Beyond Prompts: The Hidden Threads Guiding AI Decisions
Why the information you don’t see matters more than the prompt you write
The Judge’s Dilemma
Picture two judges reviewing identical evidence in the same case. One sits in a progressive urban district with strong rehabilitation programs. The other presides in a county where “tough on crime” wins elections. Same law, same facts, very different sentences.
The difference? Context—the invisible framework that shapes every decision.
The law doesn’t change between courtrooms, but the entire ecosystem around that decision does. Lawyers understand this. They spend weeks not just arguing law, but carefully constructing the lens through which that law gets interpreted.
Your prompt is just the question being asked. Context is the entire courtroom.
This is exactly what’s happening with AI. While we’ve been obsessing over perfect prompts, the real power has shifted to context engineering—and most people haven’t caught on yet.
Context: The Decision Architecture
Every AI interaction starts not with your prompt but with an invisible information environment assembled for your query. Your question gets processed through layers of data about who you are, what you’ve done, what you prefer, and how you typically think.
Shopify’s CEO captured this shift well: “Replace prompt engineering with context engineering—the art of providing all the context needed to make any task solvable.”
Here’s a perfect example: Gemini is currently winning the coding assistant battle, even though Claude is technically more sophisticated. Why? Gemini’s massive context window lets it see your entire codebase at once, while Claude works with smaller fragments. The technically superior model loses to the one with better context.
This pattern repeats everywhere: mediocre models with excellent context regularly outperform brilliant models with limited context.
The Invisible Layer
Modern AI systems don’t just respond to your prompt—they respond to your prompt plus everything else they can access about you and the world.

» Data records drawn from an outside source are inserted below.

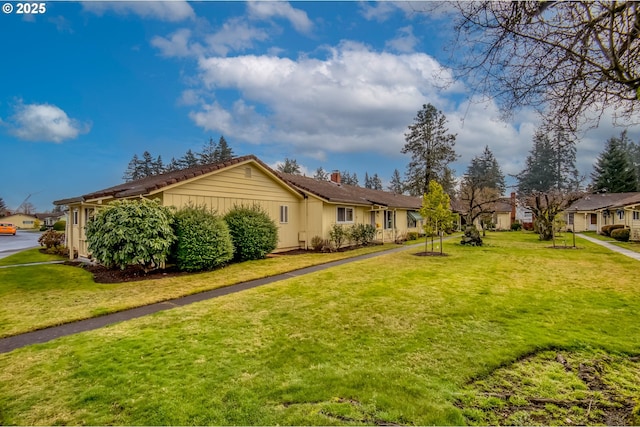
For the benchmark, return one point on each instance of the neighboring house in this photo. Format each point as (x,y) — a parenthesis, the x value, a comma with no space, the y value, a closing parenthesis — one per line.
(301,207)
(594,211)
(48,219)
(22,221)
(502,212)
(330,202)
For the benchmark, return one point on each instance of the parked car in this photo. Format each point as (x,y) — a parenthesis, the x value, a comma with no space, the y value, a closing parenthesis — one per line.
(7,228)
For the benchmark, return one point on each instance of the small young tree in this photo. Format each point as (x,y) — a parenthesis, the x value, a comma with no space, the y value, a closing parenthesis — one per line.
(203,239)
(436,210)
(131,232)
(253,233)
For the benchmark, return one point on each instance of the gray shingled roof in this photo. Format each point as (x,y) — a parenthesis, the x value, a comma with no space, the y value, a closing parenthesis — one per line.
(342,193)
(594,202)
(152,183)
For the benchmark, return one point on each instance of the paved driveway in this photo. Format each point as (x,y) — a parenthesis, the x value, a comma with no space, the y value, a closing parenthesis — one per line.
(22,240)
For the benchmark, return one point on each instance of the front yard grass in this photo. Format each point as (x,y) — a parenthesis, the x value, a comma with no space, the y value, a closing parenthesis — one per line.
(396,339)
(38,296)
(632,246)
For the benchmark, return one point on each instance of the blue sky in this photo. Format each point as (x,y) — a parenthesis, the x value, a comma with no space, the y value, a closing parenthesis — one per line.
(86,85)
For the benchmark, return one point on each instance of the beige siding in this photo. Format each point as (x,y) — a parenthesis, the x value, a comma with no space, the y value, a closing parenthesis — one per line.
(22,221)
(244,184)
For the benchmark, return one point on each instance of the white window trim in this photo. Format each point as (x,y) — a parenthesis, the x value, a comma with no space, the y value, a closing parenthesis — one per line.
(346,209)
(284,214)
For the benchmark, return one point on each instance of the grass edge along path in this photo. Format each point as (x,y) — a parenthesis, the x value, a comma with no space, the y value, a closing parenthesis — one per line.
(39,336)
(381,341)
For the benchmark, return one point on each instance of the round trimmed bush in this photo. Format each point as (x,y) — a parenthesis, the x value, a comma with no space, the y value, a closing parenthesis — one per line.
(253,233)
(131,232)
(621,234)
(203,239)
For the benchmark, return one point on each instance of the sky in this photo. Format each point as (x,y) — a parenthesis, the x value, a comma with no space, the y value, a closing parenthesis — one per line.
(86,85)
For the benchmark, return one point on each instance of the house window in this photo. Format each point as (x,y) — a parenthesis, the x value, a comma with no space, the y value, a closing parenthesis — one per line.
(344,215)
(389,220)
(284,214)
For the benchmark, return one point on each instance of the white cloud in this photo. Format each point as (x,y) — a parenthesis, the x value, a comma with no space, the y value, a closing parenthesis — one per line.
(405,41)
(353,100)
(172,11)
(269,9)
(177,45)
(235,35)
(45,122)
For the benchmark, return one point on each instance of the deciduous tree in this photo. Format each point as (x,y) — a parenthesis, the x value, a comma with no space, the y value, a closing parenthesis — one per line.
(562,58)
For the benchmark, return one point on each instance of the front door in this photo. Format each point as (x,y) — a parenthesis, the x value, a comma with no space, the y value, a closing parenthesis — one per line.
(593,222)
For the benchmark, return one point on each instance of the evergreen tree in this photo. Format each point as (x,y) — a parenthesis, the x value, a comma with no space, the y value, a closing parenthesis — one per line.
(431,149)
(158,166)
(376,182)
(208,154)
(189,160)
(550,165)
(289,166)
(223,151)
(347,178)
(321,175)
(481,187)
(134,170)
(396,184)
(614,170)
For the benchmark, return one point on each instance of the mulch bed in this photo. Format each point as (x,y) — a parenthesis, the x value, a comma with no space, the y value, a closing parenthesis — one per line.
(430,254)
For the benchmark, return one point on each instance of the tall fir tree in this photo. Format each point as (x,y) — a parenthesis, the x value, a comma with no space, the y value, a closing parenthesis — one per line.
(223,151)
(321,174)
(396,185)
(614,170)
(189,160)
(134,170)
(289,166)
(431,147)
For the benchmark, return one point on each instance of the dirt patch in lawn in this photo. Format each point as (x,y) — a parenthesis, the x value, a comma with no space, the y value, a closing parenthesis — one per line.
(557,388)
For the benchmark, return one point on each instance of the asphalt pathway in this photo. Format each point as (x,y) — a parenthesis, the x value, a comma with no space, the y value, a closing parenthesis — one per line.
(615,248)
(44,335)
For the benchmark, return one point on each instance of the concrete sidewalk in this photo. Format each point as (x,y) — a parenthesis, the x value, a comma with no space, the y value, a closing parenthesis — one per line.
(615,248)
(44,335)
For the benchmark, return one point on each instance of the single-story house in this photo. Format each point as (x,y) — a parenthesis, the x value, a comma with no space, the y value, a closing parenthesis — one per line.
(301,207)
(22,221)
(593,211)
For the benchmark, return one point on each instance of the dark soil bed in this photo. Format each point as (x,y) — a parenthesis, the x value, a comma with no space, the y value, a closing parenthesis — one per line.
(430,254)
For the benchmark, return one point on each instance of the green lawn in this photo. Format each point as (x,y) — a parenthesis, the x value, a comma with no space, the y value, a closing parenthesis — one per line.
(45,295)
(394,339)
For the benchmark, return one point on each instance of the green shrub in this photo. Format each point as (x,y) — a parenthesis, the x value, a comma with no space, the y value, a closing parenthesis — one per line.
(51,239)
(203,239)
(362,234)
(621,234)
(338,235)
(412,235)
(253,232)
(317,243)
(130,232)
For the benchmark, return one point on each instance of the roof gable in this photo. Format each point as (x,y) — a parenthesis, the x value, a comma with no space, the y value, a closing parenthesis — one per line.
(342,193)
(152,184)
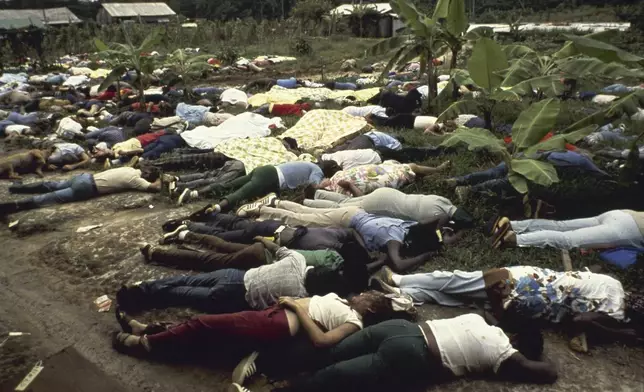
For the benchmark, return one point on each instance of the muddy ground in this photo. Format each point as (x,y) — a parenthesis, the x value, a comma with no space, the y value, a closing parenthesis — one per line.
(50,275)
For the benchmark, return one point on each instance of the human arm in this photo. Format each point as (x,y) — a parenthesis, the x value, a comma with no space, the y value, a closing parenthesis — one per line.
(317,336)
(518,368)
(270,245)
(400,264)
(349,186)
(84,160)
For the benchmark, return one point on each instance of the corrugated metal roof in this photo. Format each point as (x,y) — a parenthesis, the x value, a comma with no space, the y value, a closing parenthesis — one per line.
(135,9)
(347,9)
(52,16)
(19,24)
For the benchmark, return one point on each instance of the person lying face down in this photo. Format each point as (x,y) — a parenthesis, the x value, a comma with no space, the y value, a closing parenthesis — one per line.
(325,320)
(233,290)
(398,355)
(580,300)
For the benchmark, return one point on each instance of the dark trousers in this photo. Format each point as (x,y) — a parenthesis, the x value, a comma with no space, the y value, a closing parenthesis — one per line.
(390,356)
(409,154)
(163,144)
(361,142)
(209,332)
(260,182)
(221,291)
(221,255)
(207,181)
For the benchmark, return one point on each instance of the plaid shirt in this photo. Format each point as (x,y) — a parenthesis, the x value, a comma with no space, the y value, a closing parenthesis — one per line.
(284,278)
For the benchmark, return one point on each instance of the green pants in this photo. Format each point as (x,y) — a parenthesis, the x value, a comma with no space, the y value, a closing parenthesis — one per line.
(260,182)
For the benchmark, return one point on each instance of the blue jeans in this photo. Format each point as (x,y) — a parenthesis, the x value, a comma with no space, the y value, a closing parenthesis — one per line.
(221,291)
(80,187)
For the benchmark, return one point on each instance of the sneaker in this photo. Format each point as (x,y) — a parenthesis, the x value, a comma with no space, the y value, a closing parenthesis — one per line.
(234,387)
(186,196)
(268,200)
(378,285)
(172,236)
(462,192)
(245,368)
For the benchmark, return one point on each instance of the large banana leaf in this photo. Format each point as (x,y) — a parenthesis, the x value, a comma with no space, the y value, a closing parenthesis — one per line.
(475,138)
(517,51)
(603,51)
(518,182)
(534,123)
(569,50)
(486,61)
(112,77)
(479,32)
(520,70)
(459,107)
(542,173)
(558,142)
(628,104)
(410,15)
(590,66)
(550,85)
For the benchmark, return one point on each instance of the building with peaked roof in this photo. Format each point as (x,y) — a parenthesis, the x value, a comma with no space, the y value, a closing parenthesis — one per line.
(135,12)
(47,16)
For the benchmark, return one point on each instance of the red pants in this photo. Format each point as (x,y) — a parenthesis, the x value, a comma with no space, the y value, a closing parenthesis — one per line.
(204,332)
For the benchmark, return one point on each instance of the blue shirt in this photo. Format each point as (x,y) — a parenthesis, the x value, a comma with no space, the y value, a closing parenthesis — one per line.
(294,174)
(378,230)
(383,140)
(287,83)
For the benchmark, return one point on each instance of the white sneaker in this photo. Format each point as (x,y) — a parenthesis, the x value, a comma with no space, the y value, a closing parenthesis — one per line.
(245,369)
(268,200)
(234,387)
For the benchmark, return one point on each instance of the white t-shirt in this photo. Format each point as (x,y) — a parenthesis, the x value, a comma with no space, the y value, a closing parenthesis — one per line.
(352,158)
(469,345)
(120,179)
(332,311)
(363,111)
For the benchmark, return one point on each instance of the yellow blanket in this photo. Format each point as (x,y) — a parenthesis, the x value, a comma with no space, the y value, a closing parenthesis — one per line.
(279,94)
(259,151)
(319,130)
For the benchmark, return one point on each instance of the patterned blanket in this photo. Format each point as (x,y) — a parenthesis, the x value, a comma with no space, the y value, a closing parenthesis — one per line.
(319,130)
(259,151)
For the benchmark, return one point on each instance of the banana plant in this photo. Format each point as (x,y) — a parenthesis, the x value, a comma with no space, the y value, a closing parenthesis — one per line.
(586,59)
(126,57)
(187,67)
(424,37)
(528,132)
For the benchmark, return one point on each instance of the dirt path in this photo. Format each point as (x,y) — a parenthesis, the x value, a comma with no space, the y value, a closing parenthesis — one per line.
(50,274)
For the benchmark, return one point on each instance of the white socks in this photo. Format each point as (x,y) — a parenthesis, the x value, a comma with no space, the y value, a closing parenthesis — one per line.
(182,234)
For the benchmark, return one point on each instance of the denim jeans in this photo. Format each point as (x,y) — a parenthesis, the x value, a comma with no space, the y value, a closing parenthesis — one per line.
(444,287)
(220,291)
(608,230)
(390,356)
(80,187)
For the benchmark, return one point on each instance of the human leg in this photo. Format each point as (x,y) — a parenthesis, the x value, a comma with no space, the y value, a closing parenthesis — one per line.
(443,287)
(616,228)
(220,291)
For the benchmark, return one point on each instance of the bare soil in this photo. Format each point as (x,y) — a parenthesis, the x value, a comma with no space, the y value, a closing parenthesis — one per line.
(50,275)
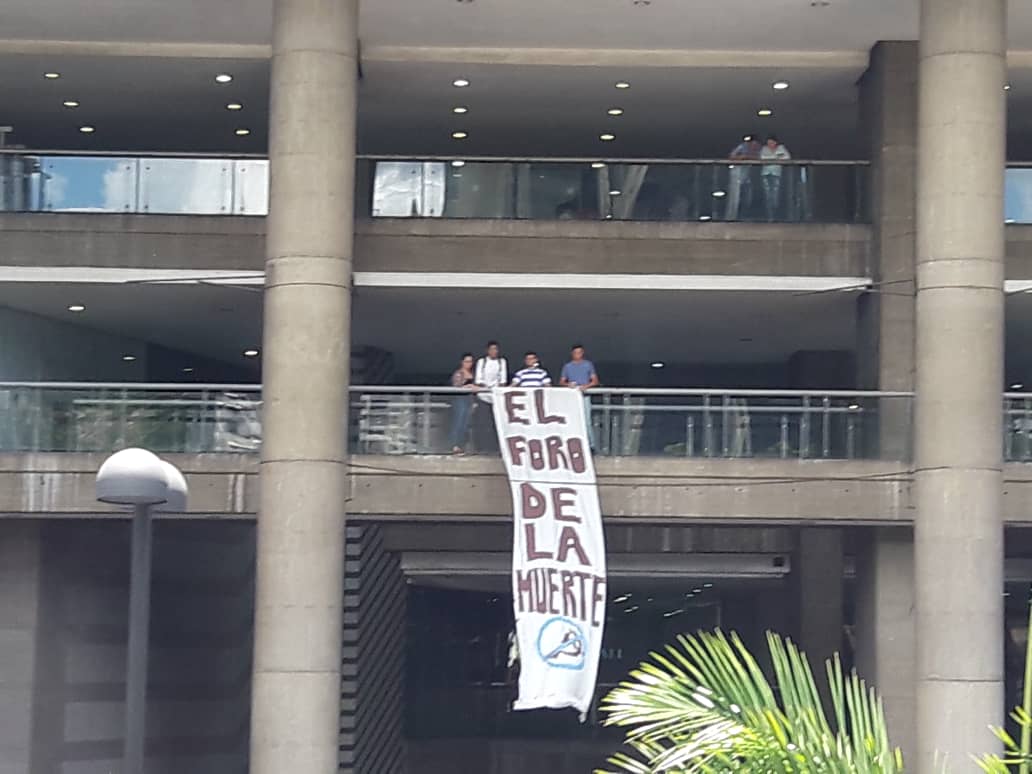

When you ask ChatGPT for restaurant recommendations, it might search Yelp, check your location, remember you mentioned being vegetarian three conversations ago, and filter for your typical price range. Perplexity constructs a temporary knowledge environment from 5-10 sources, weighted by recency and reliability.
Think of RAG (Retrieval-Augmented Generation) like a lawyer preparing for trial. Instead of relying purely on memory, they pull relevant case files, precedents, and evidence for each specific argument. Your AI does the same—assembling custom information portfolios for every query.
The result? AI that operates in carefully curated information environments that shape every response.
The Control Problem
Let’s be clear: this isn’t a conspiracy. These context layers are invisible because showing users every database query and relevance score would be overwhelming and unhelpful. But it does create a genuine issue: we’re losing visibility into how context shapes AI decisions.
Your morning AI news summary feels neutral, but the context engine pulls from sources that align with your past interests, filtered through engagement patterns. Your AI operates in a curated reality you never explicitly designed.
The risk is subtle but real: AI systems that reinforce existing biases and patterns without us realizing it.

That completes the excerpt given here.